City officials who drafted Mayor Michelle Wu’s Plan for a Safe, Active, and Healthy Summer last year cited input from focus groups and interviews with more than 500 Bostonians in putting together a program that included youth programming and support for community-based organizations.
A combination of higher costs for services like snow removal and health care for city workers has caused a nearly $50 million gap in revenue needed for the $4.9 billion FY27 budget proposed by the mayor last week.
Cuts in spending for youth jobs in the mayor’s budget have ignited outrage among many of those same people who benefitted from employment programs in the past.
“It is very discouraging to see that Mayor Wu is decreasing the amount of money for youth jobs while increasing the budget for Boston Police,” said Deborah Ejims, who works with Youth Justice and Power. “It shows that Mayor Wu doesn’t really care about the upcoming generation and the youths living and working in Boston.”
Wu’s proposal funds a popular summer jobs program for teens, who work during a six-week period in July and August, but it defunds entirely the year-round jobs program, which accounted for $5.9 million in last year’s budget.
Ejims and other teen activists decried the proposed cuts during a Monday Zoom meeting with Trinh Nguyen, the city’s chief of Worker Empowerment.
Activists on the call argued that the year-round jobs are a lifeline for teens, many of whose families depend on them for support. They contrasted the cuts with a $7 million increase to the Boston Police Department in the mayor’s budget plan.
In 2023, the Wu administration launched its Office of Participatory Budgeting, following a 2021 ballot referendum in which voters supported the city setting aside a portion of its annual budget for residents to determine funding priorities.
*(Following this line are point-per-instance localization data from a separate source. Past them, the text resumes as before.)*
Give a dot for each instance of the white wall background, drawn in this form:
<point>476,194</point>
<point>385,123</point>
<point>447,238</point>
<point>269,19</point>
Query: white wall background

City officials said the funding areas residents prioritized would help determine the city’s budget priorities.
While Boston residents have consistently called for increased funding for affordable housing, legal services for immigrants, and food access, critics say those areas are instead facing cuts in the latest administration budget.
“The budget definitely did not fund the priorities expressed during participatory budgeting,” said Eliza Parad, a member of the Better Budget Alliance, a coalition of Boston-based nonprofits. “There’s lots of data that shows that people need stable housing and access to food — these are the things residents are asking for to keep communities stable.”
Said Joaquin Atallah Gutierrez, a member of the Youth Justice & Power Union: “Boston is not a cheap place to live, and the city also cut the Office of Housing, which is crazy.”
The Better Budget Alliance last year conducted interviews and surveys of nearly 700 Boston residents on their budgeting priorities and found that 75 percent of respondents wanted to see the city’s funding for policing cut. The group’s survey found that 68 percent of respondents cited housing as a top concern, 44 percent mentioned health and mental health, 40 percent pointed to immigrant support, 33 percent to help with monthly expenses, 30 percent to food aid, and 28 percent cited the environment.
The $7 million increase to the $477 million police department budget doesn’t keep pace with inflation, and multiple city departments, including the schools, are facing personnel cuts. Parad and other activists note that police overtime spending last year was $96 million— nearly $40 million over its $57 million budget allocation. They maintain that the BPD’s budget could absorb cuts to protect the priorities about safety that residents have outlined. “Youth jobs are among the things residents are asking for to keep communities safe,” she said.
On the hour-long Zoom call, several teens blasted the administration’s budgeting priorities.
“Mayor Wu claims she cares about the youth,” Atallah Gutierrez said. “I remember a couple of summers ago she said all the youth in Boston are going to have a job over the summer and a significant amount of young people were left unemployed.”
After listening to their testimony, Nguyen told participants the budget is a first draft and encouraged them to advocate for more funding.
“We’re going to work really hard to do whatever we can internally,” she said. We have to figure out a way to move forward.”